The Colosseum, also known as the Flavian Amphitheatre is an oval amphitheater in the center of the city of Rome, Italy. Built of travertine limestone, tuff (volcanic rock), and brick-faced concrete, it was the largest amphitheater ever built at the time and held 50,000 to 80,000 spectators. The Colosseum is just east of the Roman Forum. Construction began under the emperor Vespasian in AD 72 and was completed in AD 80 under his successor and heir, Titus Further modifications were made during the reign of Domitian (81–96). These three emperors are known as the Flavian dynasty, and the amphitheater was named in Latin for its association with their family name (Flavius).
The Colosseum could hold an estimated 50,000 to 80,000 spectators at various points of its history over the centuries, having an average audience of some 65,000; it was used for gladiatorial contests and public spectacles such as mock sea battles (for only a short time as the hypogeum was soon filled in with mechanisms to support the other activities), animal hunts, executions, re-enactments of famous battles, and dramas based on Roman mythology. The building ceased to be used for entertainment in the early medieval era. It was later reused for such purposes as housing, workshops, and quarters for a religious order, a fortress, a quarry, and a Christian shrine.

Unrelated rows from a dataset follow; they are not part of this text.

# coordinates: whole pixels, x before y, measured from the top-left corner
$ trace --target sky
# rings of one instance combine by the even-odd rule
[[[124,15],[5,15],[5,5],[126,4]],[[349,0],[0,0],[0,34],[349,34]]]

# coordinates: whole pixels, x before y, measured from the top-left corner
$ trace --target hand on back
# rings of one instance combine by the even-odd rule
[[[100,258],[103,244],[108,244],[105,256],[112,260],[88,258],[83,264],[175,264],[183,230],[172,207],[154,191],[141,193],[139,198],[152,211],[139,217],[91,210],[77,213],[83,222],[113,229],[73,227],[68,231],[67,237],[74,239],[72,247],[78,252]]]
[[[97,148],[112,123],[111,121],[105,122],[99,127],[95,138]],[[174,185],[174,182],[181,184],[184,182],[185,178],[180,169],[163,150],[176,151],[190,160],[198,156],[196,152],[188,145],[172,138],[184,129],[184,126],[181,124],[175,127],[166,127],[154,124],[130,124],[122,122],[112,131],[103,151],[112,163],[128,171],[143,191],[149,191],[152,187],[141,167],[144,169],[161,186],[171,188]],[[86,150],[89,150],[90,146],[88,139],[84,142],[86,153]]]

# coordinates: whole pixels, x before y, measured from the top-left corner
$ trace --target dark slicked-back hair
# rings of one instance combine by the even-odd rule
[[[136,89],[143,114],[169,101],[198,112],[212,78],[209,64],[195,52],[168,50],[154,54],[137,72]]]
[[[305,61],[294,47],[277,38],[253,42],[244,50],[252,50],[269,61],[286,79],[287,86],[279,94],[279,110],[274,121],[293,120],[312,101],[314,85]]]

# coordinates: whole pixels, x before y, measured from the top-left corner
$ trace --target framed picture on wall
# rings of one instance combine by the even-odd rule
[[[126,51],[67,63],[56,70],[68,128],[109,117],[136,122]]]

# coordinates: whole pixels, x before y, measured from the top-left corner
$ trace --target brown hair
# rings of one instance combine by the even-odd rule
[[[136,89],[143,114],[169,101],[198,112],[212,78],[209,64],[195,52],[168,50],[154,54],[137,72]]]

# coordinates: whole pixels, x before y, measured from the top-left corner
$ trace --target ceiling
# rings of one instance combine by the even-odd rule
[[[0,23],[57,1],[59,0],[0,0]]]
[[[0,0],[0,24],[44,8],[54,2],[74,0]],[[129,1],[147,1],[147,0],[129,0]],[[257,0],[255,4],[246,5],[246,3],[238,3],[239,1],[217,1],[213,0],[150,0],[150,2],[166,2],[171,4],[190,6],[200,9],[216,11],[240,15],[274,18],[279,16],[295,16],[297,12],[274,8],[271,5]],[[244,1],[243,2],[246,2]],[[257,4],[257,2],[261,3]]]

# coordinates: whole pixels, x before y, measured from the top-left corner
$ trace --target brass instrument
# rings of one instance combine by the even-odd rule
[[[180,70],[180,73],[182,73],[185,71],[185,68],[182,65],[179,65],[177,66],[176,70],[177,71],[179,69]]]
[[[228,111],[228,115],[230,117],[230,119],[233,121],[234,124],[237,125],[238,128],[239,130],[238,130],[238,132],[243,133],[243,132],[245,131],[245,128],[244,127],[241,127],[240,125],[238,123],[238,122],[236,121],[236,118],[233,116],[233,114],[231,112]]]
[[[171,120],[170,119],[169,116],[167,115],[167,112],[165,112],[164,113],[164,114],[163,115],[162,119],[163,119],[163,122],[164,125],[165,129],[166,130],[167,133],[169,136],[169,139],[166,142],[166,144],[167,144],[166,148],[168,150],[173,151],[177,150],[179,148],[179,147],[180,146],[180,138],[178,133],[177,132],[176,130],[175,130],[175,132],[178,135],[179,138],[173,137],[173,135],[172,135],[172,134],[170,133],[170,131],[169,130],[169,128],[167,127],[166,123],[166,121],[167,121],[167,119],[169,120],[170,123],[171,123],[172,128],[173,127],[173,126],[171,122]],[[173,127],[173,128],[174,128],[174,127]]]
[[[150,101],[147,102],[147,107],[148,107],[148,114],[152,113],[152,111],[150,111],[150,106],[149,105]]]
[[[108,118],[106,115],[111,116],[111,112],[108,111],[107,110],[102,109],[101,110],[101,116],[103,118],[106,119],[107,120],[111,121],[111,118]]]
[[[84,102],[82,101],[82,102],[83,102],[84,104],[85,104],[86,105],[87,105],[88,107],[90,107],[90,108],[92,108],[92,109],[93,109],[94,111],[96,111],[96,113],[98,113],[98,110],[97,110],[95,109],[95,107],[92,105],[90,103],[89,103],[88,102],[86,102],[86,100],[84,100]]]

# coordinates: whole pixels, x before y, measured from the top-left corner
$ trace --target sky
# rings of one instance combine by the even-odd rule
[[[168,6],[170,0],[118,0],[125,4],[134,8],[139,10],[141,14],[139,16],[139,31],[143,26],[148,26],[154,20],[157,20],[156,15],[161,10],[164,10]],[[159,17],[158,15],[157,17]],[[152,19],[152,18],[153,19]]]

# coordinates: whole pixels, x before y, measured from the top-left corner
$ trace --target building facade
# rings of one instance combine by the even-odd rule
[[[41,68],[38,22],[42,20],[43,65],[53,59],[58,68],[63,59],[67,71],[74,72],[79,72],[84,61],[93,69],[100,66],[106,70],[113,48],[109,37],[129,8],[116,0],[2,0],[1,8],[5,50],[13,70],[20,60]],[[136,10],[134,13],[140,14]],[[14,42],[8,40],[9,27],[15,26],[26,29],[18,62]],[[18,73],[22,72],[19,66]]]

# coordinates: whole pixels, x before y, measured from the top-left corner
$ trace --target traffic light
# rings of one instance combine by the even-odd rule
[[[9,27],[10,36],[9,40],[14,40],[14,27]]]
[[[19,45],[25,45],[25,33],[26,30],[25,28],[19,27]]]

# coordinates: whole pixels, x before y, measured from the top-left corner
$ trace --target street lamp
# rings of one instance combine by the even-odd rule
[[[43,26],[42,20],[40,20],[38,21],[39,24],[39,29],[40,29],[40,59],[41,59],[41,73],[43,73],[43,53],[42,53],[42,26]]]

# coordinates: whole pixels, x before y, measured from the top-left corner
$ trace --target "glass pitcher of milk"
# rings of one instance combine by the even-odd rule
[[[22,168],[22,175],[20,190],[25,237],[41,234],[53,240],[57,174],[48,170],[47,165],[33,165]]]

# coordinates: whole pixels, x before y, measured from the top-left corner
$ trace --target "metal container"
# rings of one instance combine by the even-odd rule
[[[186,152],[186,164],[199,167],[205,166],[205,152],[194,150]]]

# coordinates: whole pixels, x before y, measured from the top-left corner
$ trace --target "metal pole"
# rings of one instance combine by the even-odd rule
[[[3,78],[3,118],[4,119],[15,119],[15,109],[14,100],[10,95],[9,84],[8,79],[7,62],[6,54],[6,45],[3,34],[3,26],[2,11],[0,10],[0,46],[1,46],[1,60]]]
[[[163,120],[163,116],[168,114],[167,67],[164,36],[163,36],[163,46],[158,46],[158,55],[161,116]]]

Although substantially ruined because of earthquakes and stone-robbers, the Colosseum is still an iconic symbol of Imperial Rome and is listed as one of the New7Wonders of the World. It is one of Rome's most popular tourist attractions and also has links to the Roman Catholic Church, as each Good Friday the Pope leads a torchlit "Way of the Cross" procession that starts in the area around the Colosseum.